We are, nevertheless, concerned, in particular, that:
- the proposed revised definition appears to have moved away from being principles-based to a rules-based one. As a result there is lack of clarity, for example as a result of linking the word ‘sharing’ to the word ‘costs’
- there are unintended consequences of the definition of firm being unchanged and as a result there is duplication in the definition of firm and network firms
- the proposed revision to the definition does not appear to take into consideration other definitions with international application
- there are additional tests and inconsistencies in the explanatory text
and - other IFAC pronouncements may not be consistent in the way network firm and terms that refer to similar concepts are used.
Our concerns are explained further below.
COMMENTS ON THE PROPOSED REVISION TO THE DEFINITION OF NETWORK FIRM
Larger structure
Part (a) of the proposed revised definition introduces the concept of a ’larger
structure’. This is, presumably, not intended to act in a restrictive
way but is a necessary concept in order to word the remainder of part (a) of
the definition in a clear fashion. Nevertheless, it may be preferable to use
a definition that does not rely on the introduction of a new term.
Principles-based definition
On a cautionary note, we are concerned that there is no equivalent test to that
in the existing definition of what a reasonable and informed third party, having
knowledge of all relevant information would reasonably conclude. As a result
the definition appears to have moved from being principles-based to a rules-based
one. For the principles-based approach to be robust, it should not be undermined
by the proliferation of detailed underlying rules.

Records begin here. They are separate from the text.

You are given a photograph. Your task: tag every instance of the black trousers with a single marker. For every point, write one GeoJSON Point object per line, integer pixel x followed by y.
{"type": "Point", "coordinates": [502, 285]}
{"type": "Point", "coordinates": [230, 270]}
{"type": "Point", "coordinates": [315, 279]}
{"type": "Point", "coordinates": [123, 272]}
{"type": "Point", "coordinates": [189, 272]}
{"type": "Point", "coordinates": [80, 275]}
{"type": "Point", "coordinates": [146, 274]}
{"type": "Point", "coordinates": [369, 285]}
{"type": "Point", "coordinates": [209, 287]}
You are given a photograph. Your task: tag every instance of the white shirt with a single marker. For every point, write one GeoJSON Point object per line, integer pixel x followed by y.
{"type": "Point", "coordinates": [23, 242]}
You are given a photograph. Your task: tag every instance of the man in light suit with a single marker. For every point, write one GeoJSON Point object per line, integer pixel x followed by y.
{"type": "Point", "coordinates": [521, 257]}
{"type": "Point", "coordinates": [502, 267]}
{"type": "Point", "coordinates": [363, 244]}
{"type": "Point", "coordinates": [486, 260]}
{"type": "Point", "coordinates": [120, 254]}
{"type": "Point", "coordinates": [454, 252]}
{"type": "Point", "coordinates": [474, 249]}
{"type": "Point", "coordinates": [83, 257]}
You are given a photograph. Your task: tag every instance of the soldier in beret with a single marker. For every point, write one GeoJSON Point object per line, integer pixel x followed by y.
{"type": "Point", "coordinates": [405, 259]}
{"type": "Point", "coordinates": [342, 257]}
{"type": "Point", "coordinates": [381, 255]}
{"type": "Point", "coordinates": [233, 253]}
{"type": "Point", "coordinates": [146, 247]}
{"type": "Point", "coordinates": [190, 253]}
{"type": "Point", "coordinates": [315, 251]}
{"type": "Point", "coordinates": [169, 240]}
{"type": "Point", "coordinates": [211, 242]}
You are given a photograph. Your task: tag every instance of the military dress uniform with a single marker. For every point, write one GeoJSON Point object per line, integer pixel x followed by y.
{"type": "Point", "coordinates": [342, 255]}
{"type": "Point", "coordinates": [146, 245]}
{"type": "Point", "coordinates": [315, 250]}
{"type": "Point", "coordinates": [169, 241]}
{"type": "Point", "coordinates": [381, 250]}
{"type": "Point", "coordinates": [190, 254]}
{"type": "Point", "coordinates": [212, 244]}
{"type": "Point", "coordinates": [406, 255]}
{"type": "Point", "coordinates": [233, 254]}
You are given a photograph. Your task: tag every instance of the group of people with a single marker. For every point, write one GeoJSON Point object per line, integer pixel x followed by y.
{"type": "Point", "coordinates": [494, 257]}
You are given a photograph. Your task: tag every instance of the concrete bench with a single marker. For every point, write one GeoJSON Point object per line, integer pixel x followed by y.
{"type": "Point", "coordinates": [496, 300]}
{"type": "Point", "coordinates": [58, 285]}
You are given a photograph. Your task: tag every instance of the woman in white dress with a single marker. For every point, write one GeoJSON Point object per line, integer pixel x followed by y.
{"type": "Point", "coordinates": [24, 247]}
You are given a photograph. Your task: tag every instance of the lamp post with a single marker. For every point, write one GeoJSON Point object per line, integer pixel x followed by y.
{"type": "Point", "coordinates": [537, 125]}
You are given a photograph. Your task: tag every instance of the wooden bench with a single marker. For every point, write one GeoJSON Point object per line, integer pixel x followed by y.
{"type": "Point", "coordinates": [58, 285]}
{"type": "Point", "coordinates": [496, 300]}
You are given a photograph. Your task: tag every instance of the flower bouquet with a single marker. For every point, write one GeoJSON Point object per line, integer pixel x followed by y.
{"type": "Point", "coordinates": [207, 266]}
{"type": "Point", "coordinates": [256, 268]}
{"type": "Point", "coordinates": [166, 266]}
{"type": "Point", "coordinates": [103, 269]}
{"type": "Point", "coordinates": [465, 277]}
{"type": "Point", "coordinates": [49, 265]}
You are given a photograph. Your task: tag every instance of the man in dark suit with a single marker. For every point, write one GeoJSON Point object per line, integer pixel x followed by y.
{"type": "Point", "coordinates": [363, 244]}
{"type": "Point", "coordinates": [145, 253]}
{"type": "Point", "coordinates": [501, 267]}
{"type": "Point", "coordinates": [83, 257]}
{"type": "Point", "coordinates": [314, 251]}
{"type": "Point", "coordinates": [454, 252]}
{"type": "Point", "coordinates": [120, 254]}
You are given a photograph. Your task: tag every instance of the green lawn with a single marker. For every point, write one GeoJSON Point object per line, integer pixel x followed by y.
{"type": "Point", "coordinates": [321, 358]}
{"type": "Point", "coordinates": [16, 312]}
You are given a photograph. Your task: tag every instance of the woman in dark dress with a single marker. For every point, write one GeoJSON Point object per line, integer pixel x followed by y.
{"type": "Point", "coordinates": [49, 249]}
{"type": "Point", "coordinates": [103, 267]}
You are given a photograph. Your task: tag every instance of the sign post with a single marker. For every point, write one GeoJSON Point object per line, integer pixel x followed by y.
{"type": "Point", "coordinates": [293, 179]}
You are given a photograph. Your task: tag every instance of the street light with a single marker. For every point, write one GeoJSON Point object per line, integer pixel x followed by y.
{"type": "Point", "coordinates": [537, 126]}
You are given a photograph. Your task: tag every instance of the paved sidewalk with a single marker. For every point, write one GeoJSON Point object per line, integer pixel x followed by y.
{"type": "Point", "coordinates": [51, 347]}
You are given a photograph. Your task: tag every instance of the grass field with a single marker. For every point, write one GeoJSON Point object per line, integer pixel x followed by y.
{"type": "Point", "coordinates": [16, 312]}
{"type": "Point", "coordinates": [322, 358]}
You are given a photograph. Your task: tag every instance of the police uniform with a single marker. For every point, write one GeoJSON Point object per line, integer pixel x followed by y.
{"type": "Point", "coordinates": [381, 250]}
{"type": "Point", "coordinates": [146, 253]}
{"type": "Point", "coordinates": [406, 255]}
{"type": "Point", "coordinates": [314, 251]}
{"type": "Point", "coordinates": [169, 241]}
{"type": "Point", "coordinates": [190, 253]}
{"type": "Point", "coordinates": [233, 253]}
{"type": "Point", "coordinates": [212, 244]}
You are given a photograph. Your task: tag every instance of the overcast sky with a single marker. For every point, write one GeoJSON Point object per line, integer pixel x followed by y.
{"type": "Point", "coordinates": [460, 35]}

We agree there are judgemental factors still in the definition, for example to what extent professional resources have to be shared for that sharing to be considered to be significant. There are, however, absolute rules - any sharing of profits or costs and any use in whole or in part of a name. It is important, therefore, to understand how these absolute rules would apply to see whether the stated intention of the change is achieved.
By way of an example, if we consider firms in different countries which have different names but market themselves as being independent firms that are part of the XYZ International network. One of the firms would be a network firm in relation to the other if any costs were shared. For example, a subscription to the international organisation. Some might argue that this is not a sharing of costs in the same way as is understood in relation to profits in an industry where a partnership structure is common. For the avoidance of doubt, it may be helpful to reword the proposed definition to avoid connecting the word ’sharing’ to the word ’costs’. The definition could refer to incurring costs in connection with being part of a larger structure. Again, for the avoidance of doubt, the word ’profits’ should be replaced by ’profits or losses’.
Unintended consequences
We believe that, as a result of the definition of firm being unchanged, there
are unintended consequences. In the extant definition of network firm some entities
are not included because of overlap with the definition of firm. Thus an entity
is a network firm if under common control; but part of the firm if it controls
or is controlled by the firm (the latter use of the word ‘firm’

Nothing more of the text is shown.